Bugün 7,7 milyar olan dünya nüfusunun 4,4 milyarının, internet tabanlı teknolojileri günlük yaşamında rutin olarak kullandığını aktaran Bayram, "Bilgisayar veya akıllı telefonlarla, internet üzerinden özellikle sosyal medya aracılığıyla paylaşım yapmak artık sıradan aktiviteler olarak görülüyor. Ancak sosyal medyayı kullanırken etkili ve doğru kullanmak da önem arz ediyor. Ülkemizde de 82 milyonluk nüfusun 57 milyonu yani yaklaşık yüzde 70’i internet kullanmaktadır. Bu sayının büyük bir çoğunluğunu eğitim çağındaki genç nüfus oluşturuyor." ifadelerini kullandı.
Bayram, sosyal medyanın olumsuz etkilerine işaret eden çok sayıda araştırmanın yapıldığını kaydederek, zaman-mekân kısıtlaması olmadan küresel boyutta bilgi ve belge paylaşımlarının yapılması, sanal kütüphane ve bilgi havuzu uygulamalarıyla binlerce materyale ulaşılabilmesinin önemine işaret etti.
- "Mümkün olduğunca gerçeğe yakın paylaşımlar yapılmalı"

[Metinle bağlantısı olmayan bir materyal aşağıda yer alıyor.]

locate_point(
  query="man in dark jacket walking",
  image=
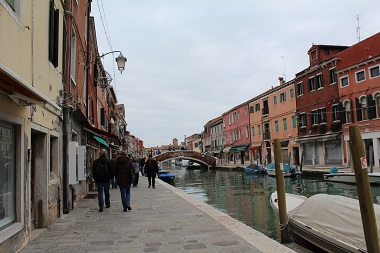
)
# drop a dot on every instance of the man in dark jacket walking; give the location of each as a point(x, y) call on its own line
point(102, 172)
point(124, 173)
point(151, 169)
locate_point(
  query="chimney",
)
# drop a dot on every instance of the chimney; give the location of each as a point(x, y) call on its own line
point(281, 79)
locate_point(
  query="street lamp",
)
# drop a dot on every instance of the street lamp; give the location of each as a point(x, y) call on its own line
point(120, 60)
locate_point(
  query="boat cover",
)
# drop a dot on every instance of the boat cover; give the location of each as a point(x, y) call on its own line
point(334, 215)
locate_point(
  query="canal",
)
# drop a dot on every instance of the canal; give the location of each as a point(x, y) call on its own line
point(245, 197)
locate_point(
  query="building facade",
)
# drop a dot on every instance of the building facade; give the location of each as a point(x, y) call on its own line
point(358, 81)
point(318, 100)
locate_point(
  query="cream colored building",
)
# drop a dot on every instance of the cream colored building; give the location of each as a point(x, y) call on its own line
point(30, 118)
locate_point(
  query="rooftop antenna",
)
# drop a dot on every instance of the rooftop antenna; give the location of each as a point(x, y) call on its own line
point(358, 29)
point(283, 62)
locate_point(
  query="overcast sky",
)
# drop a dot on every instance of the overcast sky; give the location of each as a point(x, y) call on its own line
point(191, 61)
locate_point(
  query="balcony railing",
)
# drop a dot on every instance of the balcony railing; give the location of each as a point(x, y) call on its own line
point(265, 111)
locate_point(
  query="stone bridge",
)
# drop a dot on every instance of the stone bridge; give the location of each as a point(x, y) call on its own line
point(203, 159)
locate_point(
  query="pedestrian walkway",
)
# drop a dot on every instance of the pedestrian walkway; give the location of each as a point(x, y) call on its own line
point(164, 219)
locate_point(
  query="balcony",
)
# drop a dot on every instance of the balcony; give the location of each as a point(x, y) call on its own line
point(265, 111)
point(266, 135)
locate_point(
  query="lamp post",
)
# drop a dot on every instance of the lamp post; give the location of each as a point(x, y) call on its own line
point(120, 60)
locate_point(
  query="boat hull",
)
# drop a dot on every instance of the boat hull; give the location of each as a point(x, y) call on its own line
point(349, 177)
point(307, 235)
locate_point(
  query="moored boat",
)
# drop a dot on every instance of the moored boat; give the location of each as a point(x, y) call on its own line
point(349, 177)
point(325, 223)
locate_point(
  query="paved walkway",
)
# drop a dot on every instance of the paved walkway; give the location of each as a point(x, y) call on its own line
point(164, 219)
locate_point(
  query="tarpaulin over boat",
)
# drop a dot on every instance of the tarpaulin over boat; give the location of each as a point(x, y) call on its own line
point(336, 216)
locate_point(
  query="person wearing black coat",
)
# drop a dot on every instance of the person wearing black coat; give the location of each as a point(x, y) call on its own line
point(103, 182)
point(123, 173)
point(151, 169)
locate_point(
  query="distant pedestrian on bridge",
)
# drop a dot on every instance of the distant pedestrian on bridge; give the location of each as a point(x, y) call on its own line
point(151, 169)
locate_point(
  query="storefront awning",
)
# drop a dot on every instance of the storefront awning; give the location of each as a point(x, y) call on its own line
point(101, 133)
point(239, 148)
point(226, 150)
point(101, 141)
point(317, 138)
point(20, 91)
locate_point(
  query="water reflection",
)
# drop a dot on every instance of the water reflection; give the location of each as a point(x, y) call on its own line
point(245, 197)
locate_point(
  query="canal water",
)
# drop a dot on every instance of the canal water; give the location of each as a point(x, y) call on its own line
point(245, 197)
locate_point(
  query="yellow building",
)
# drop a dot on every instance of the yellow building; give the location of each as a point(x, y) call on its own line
point(30, 118)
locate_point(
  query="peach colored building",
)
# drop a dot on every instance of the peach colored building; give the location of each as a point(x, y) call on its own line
point(358, 70)
point(237, 134)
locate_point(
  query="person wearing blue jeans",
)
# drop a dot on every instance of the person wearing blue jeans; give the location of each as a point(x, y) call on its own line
point(103, 187)
point(124, 173)
point(102, 172)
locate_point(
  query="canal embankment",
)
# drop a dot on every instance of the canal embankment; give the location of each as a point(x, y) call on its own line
point(164, 219)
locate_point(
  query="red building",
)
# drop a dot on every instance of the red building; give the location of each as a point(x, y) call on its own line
point(358, 70)
point(319, 129)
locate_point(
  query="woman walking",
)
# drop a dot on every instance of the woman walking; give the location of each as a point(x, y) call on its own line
point(124, 176)
point(136, 167)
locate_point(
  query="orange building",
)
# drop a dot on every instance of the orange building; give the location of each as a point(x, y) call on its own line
point(272, 116)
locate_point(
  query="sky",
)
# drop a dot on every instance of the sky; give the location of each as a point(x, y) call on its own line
point(191, 61)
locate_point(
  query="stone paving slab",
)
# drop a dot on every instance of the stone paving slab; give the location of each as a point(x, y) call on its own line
point(164, 219)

Prof. Dr. Servet Bayram, sosyal medyayı reddetmek yerine onu doğru ve etkili bir şekilde kullanmak gerektiğini belirterek, şu önerilerde bulundu:
"Özel paylaşımlar yapılırken dikkatli olunmalı, mahremiyeti ortadan kaldıran paylaşımlar yapılmamalı. Çocuklarla ilgili paylaşımlar, çocuğun yaşamını deşifre ediyor, ayak izi bırakıyor. Bu ayak izi, gelecekte kötü niyetli insanlar tarafından kullanılabilir. Çocuklarla ilgili veriler paylaşılmamalı. Yaptığınız repost'lar bir suça dâhil olmanıza neden olabilir. Takip edilen kişilere ve yapılan repost'lara dikkat edilmeli. Sosyal medyada insanlar kendilerini olduklarından farklı gösteriyor, var olmayan bir hayat tablosu çiziyor. Mümkün olduğunca gerçeğe yakın paylaşımlar yapılmalı. Acele edilip beğeni ve paylaşım yapılmamalı, veri yanlış olabilir. Mümkün olduğunca fazla kanaldan bu veriler doğrulatılıp ondan sonra paylaşılmalı."

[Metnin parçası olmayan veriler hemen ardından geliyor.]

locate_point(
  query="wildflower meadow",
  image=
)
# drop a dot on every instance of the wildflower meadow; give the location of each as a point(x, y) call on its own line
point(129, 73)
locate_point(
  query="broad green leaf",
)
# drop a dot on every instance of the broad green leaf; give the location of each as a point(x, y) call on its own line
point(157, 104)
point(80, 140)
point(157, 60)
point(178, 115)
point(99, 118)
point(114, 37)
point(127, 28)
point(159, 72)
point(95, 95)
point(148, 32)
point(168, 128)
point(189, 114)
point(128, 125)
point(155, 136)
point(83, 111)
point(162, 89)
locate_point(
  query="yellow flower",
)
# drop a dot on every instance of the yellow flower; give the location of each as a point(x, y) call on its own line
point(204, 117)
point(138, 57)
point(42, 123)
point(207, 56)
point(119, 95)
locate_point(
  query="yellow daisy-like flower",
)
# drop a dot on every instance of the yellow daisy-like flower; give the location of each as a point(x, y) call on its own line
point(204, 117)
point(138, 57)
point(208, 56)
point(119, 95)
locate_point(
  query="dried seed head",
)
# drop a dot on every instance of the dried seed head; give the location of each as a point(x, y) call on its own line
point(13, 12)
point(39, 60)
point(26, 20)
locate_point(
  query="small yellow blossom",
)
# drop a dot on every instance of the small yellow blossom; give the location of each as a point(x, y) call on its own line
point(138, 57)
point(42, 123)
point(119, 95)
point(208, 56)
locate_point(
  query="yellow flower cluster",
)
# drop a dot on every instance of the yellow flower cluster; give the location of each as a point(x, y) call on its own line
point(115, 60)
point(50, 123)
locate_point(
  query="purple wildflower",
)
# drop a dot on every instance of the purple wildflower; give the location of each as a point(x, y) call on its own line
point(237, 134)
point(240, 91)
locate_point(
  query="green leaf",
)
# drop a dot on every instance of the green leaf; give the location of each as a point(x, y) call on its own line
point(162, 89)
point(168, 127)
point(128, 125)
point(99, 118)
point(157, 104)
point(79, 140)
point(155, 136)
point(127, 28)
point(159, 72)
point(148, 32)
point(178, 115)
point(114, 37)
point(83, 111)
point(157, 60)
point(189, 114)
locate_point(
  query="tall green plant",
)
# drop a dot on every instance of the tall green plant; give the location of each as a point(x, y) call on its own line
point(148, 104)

Bayram, Avrupa Parlamentosu'na 2010 yılında sunulan ve yüzlerce bilim insanının araştırmasını içeren rapora göre, sosyal medyada geçirilecek maksimum sürenin 6-12 yaş için ebeveyn kontrolünde günde yarım saat ve 12-18 yaş için ebeveyn bilgisi dâhilinde günde 1,5 saat olabileceğini aktararak, sosyal medyayı yetişkinlerin günde 2 saatten fazla ve 0-6 yaşın hiç kullanmaması gerektiğini vurguladı.
Bilgi teknolojileri ve sosyal medya eğitiminin rolünün çok önemli olduğuna dikkati çeken Bayram, "Bu kapsamda, alan eğitimlerini tamamlayan uzmanlara danışılmalı ve onlardan yardım alınmalı. Bu alandaki akademik eğitim, milli politika olarak yaygınlaştırılmalı. Milli Eğitim Bakanlığı müfredatına da bu konuda eğitimler konulmalı. İlk ve ortaöğretimdeki konu ile ilgili dersler, kısa süreli anlatımlarla geçiştirilmemeli. STEM, robotik ve kodlama dersleri gibi sosyal medya dersleri de programlarda yer almalıdır." ifadelerini kullandı.